Den Innenminister haben Sie unter "intensive Beobachtung" gestellt. Den Rücktritt des Kultusministers haben Sie schon länger gefordert. Gilt das noch?

Der wäre überfällig. Das wäre ein Aufatmen im Land. Aber Ministerpräsident Oettinger hält ja an Rau fest. Er hat nicht die Kraft, einen Kultusminister zu entlassen, der seiner Aufgabe nicht gerecht wird. Beispiel: berufliche Gymnasien. Hier werden in hohem Maße Interessenten abgewiesen. Der Durchschnitt für die Aufnahme war mal bei 3,0 gedacht, heute müssen die Schüler 2,0 bringen. Die abgewiesenen weichen oft auf private Schulen aus. Dazu kommt, dass man sich in der Arbeitslosigkeit weiter qualifizieren soll. Alle reden davon. Viele wollen sich zum Meister oder zum Techniker weiterbilden. Es gibt aber nicht ein einziges zusätzliches Angebot.

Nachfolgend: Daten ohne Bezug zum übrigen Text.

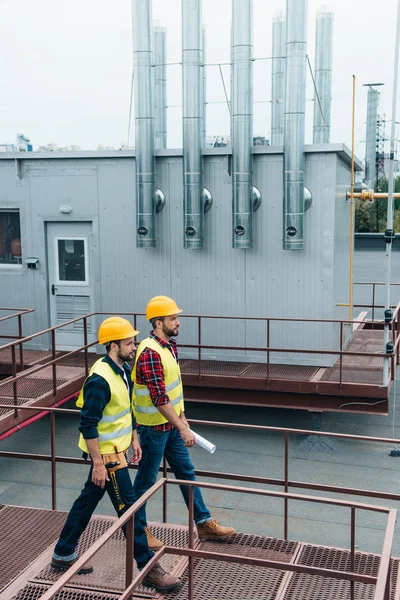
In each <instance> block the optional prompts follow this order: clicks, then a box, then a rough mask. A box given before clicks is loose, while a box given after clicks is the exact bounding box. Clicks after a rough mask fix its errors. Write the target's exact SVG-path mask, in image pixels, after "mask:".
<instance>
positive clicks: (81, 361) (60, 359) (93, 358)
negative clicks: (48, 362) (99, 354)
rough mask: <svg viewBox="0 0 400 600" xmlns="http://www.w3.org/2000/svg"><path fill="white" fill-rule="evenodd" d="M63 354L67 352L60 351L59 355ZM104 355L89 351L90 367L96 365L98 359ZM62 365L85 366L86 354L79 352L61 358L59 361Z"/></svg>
mask: <svg viewBox="0 0 400 600" xmlns="http://www.w3.org/2000/svg"><path fill="white" fill-rule="evenodd" d="M63 354H67V353H66V352H58V353H57V357H60V356H62V355H63ZM102 356H103V355H101V356H100V355H99V354H95V353H94V352H88V365H89V369H90V367H92V366H93V365H94V363H95V362H96V360H98V359H99V358H101V357H102ZM57 364H58V365H60V366H64V367H84V366H85V355H84V353H83V352H81V353H79V354H74V355H73V356H66V357H65V358H61V359H60V361H59V362H58V363H57Z"/></svg>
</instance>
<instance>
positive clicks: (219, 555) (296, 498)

Wer wird die SPD in die Landtagswahl führen?

Theoretisch sind alle möglich, die das notwendige Alter (nämlich 35) und ein SPD-Parteibuch haben. Niemand ist von vorneherein auszuschließen. Es wird der- oder diejenige sein, die ein Höchstmaß an Gewähr dafür bietet, eine Höchststimmzahl für die SPD zu erreichen. Das ist eine ganz rationale Abwägung , die im nächsten Jahr zu erfolgen hat.

Treten Sie selbst an?

Niemand ist auszuschließen. Ich bin ja 35 Jahre alt, und ich habe das SPD-Parteibuch.